Research paperAneuploidy identification in pre-B acute lymphoblastic leukemia patients at diagnosis by Multiplex Ligation-dependent Probe Amplification (MLPA)

- A novel use of all telomeres MLPA to identify aneuploidy in ALL patients.
- MLPA resulted highly correlated with karyotype and the less correlated with DNA index.
- MLPA would be useful to detect the most common aneuploidies in pediatric ALL.
- MLPA can be included as an alternative or complementary technique to solve discordances derived from karyotype or DNA index.

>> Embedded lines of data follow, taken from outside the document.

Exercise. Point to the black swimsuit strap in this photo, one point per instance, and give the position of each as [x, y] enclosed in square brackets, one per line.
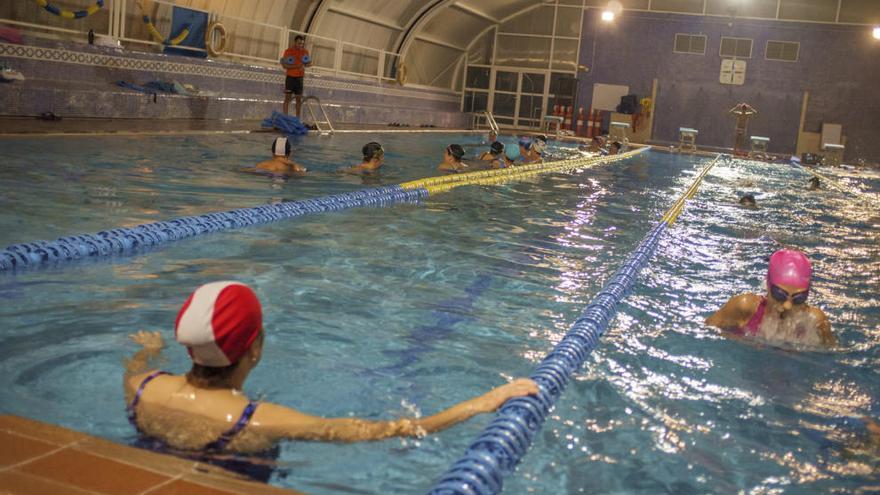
[132, 413]
[227, 437]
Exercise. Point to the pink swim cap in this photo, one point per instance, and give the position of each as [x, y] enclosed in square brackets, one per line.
[789, 267]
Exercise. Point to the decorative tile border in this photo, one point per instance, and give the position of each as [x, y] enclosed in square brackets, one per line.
[253, 74]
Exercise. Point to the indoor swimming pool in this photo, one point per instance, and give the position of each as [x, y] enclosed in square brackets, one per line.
[407, 309]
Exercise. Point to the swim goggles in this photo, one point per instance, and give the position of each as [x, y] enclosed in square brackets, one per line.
[782, 296]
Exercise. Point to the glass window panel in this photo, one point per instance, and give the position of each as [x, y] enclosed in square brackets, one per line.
[530, 106]
[359, 60]
[860, 11]
[808, 10]
[506, 81]
[522, 51]
[323, 53]
[752, 8]
[504, 104]
[475, 101]
[536, 21]
[685, 6]
[568, 22]
[478, 77]
[565, 55]
[533, 83]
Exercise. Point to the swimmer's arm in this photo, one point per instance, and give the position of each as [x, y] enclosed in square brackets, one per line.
[296, 167]
[736, 312]
[289, 423]
[828, 338]
[152, 345]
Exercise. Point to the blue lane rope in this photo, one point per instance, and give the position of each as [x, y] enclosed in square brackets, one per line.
[503, 443]
[121, 240]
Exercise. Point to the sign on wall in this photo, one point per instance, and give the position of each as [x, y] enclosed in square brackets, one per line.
[607, 96]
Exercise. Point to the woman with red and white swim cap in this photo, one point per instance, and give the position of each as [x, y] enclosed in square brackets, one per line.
[221, 326]
[783, 315]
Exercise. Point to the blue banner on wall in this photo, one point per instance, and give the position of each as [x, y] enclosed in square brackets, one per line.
[196, 22]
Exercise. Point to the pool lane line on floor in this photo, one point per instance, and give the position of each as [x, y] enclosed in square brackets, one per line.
[122, 240]
[502, 444]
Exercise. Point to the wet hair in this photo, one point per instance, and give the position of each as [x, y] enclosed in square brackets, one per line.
[456, 151]
[277, 144]
[372, 150]
[748, 199]
[211, 376]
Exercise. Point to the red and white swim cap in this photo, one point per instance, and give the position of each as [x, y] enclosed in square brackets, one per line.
[219, 323]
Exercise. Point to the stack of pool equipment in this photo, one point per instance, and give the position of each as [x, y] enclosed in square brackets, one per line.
[287, 124]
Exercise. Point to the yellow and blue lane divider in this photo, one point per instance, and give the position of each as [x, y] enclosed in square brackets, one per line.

Three-quarters of the patients with acute lymphoblastic leukemia (ALL), show numerical or structural chromosomal alterations, which are important factors in leukemogenesis. The use of Multiplex Ligation-dependent Probes Amplification (MLPA) has been mainly limited for searching copy number alterations of genes, suggesting that MLPA could detect numerical alterations in cancer. However, the use of MLPA in pediatrics to analyze subtelomeric sequences for aneuploidy detection has not been considered in previous studies. The aim of this study was to identify aneuploidy for the first time using MLPA and correlate the results with karyotype and DNA-index (DI), from preB ALL patients. Forty-two bone marrow samples were analyzed by cytogenetics and flow cytometry to determine the DI. The chromosomal gains and/or losses were detected by the SALSA MLPA P036 Subtelomere Mix 1 probemix®. The chromosomal number matched in 36 out of 42 samples between MLPA and karyotype (R2 = 0.7829, p = 3.7 × 10−10), 18/42 between MLPA and DI (R2 = 0.1556, p = 0.023), and 20/42 between karyotype and DI (R2 = 0.1509, p = 0.015). MLPA results correlated with karyotype and DI. The use of MLPA led us to identify a gained marker chromosome. Our results indicate that MLPA could be a useful and fast alternative tool for aneuploidy identification in pediatric leukemia.